We must support our small businesses and local communities to decentralize policymaking and strip the leftist authoritarians of a powerful means of enacting their social and political goals.  One of the most powerful means of protecting your liberties is to support a robust small business community that embraces American values and has a vested interest in a successful local community.  As we open for business, we must fight back against globalist tyranny by supporting local businesses and return to the principles of “Buy American, Hire American”.

Friday, October 27, 2017

Tax Reform: The GOP’s ObamaCare

With the Republican budget narrowly passing in the House, the groundwork is set for the GOP to proceed with tax reform legislation.  The rhetoric emanating from GOP leadership describes an idyllic world of lower taxes for all middle class taxpayers regardless of where they live.  In reality, there will be very significant winners and losers from their plan with middle to upper middle class taxpayers in predominantly high tax blue states suffering the bulk of the burden.

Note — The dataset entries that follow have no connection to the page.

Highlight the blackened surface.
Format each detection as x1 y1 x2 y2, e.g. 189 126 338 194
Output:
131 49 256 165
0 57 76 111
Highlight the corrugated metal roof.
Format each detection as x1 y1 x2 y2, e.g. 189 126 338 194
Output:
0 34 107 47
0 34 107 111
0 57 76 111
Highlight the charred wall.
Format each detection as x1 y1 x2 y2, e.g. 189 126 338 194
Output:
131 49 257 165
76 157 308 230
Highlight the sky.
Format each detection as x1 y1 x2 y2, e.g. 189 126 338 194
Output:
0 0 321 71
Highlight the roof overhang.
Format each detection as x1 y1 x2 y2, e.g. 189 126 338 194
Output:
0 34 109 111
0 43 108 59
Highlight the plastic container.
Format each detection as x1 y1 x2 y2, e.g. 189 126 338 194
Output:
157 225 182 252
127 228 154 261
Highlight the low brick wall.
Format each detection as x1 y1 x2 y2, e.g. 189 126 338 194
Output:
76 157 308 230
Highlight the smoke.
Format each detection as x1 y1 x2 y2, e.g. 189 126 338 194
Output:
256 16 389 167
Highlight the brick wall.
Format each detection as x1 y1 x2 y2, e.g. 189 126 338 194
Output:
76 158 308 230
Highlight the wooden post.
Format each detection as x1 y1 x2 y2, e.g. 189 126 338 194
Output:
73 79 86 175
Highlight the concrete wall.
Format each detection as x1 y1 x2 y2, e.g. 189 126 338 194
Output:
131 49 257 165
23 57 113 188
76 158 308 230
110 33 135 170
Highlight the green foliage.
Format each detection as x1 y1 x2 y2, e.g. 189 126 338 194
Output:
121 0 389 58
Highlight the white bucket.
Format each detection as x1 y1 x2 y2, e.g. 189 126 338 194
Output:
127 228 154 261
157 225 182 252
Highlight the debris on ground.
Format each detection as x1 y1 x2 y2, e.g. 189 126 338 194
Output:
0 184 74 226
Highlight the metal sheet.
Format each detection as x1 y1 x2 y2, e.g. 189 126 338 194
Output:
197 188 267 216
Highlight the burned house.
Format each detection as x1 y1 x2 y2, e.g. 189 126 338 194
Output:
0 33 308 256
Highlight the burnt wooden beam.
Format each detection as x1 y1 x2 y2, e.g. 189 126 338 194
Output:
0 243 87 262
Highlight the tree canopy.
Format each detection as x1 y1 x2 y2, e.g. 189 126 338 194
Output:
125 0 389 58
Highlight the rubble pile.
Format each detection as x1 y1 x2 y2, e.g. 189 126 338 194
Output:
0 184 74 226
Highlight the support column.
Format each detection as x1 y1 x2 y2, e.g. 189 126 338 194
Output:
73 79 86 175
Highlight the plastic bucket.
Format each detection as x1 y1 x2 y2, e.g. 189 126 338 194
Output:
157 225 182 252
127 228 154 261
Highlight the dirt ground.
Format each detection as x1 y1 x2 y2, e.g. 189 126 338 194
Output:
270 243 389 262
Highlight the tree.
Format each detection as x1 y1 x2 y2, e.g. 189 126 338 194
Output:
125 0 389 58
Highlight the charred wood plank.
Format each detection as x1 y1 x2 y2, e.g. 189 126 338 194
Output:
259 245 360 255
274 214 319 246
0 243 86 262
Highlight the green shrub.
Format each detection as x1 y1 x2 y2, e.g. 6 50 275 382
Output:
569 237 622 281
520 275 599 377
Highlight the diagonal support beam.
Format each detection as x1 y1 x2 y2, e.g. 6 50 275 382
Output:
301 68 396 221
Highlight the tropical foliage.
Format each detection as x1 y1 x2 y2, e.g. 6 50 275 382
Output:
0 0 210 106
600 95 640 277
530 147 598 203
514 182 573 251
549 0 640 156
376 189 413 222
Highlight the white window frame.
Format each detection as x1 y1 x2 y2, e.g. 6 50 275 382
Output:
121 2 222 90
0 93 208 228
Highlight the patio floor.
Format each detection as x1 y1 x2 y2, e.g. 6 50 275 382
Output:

As the Atlantic has reported, residents of 14 states pay more in federal taxes than they receive in federal aid.  Many are states with high state and local taxes such as California, New Jersey, New York, Illinois, and Massachusetts.  The implication of this is that residents of these 14 states effectively subsidize the operating costs of the other 36 states, reducing their need to impose higher state and local taxes on their residents.  Now Republican legislators want to exacerbate this inequity by eliminating federal tax deductibility of state and local taxes, effectively resulting in double taxation of this income. 

Republican legislators distort reality by claiming that low tax states are subsidizing the profligate nature of these largely Democrat controlled states, many of which have comparatively high median incomes and significantly higher cost of living.  In New York City, for example, the NYT reports that the average apartment rents for $3,973 per month and the average price of a home was $1.46 million.  By their calculations, someone in NYC would have to make $166,000 per year to have a similar lifestyle to someone making $70,000 per year in other parts of the country.  This person would already be in a much higher marginal income tax bracket and would likely be struggling to cover the $4000 per month in rent and higher costs of necessities. 

If the Republicans truly wanted to help the middle class, they would look more broadly at the array of sacred deductions.  Rather than deeming mortgage interest, charitable giving, and child tax credits as sacrosanct, they should just cap all deductions at $100,000 per year.  This would effectively limit deductions for the very wealthy while enabling taxpayers across the country to respond to the local circumstances that define their lives. 


Ultimately, the GOP must face voters in 2018.  They should learn from the mistakes of the Democrats in their haste to ram through the Affordable Care Act (aka Obama Care) and realize that a legislative win on purported tax reform may cost them much more than they think.  They should decide if their fragile majorities in the House and the Senate are worth the pound of flesh they seek to extract from the coastal middle class.